Neue Regierung, neue Pensionen?

Um Senioren ein Altern in Würde zu ermöglichen, hat es sich die neue Regierung zur Aufgabe gemacht, das Pensionssystem umzubauen und zu verbessern. Das bedeutet etwa das Aus für Sonderpensionen und eine Begünstigung für jene, die länger arbeiten - alle Änderungen auf einen Blick.
Laura Weingrill
Foto: View / Jennifer Vass

Fakt ist: Das österreichische Pensionssystem ist eines der teuersten und am wenigsten nachhaltigen Modelle in Europa. Daher hat es sich die neue Regierung als Ziel gesetzt, dies so schnell wie möglich zu ändern. Dabei geht es vor allem darum, Menschen, die „ihr Leben lang fleißig gearbeitet und Beiträge gezahlt haben, eine sichere Versorgung im Alter zu garantieren.“
Geplant ist, alle Sonderprivilegien im staatlichen und staatsnahen Bereich abzuschaffen und es sollen höhere Mindestpensionen mit längeren Beitragszeiten eingeführt werden.
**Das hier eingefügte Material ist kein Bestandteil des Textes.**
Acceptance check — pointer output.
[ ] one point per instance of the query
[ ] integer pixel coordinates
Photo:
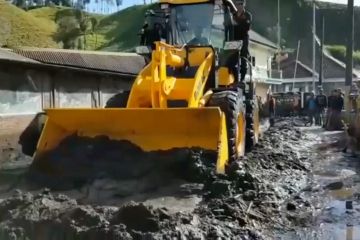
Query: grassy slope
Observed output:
(26, 29)
(120, 29)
Wer mehr als 30 Jahre lang Beiträge einbezahlt hat, für den wird die Pension auf 1.000 Euro aufgestockt. Bei über 40 Beitragsjahren sind es 1.200 Euro. Auch bei Ehepaaren ist eine Änderung vorgesehen. So erhalten diese 1.500 Euro Mindestpension, sofern zumindest ein Ehepartner 40 Jahre lang eingezahlt hat.
Grundsätzlich wird also ein längeres Arbeiten gefördert.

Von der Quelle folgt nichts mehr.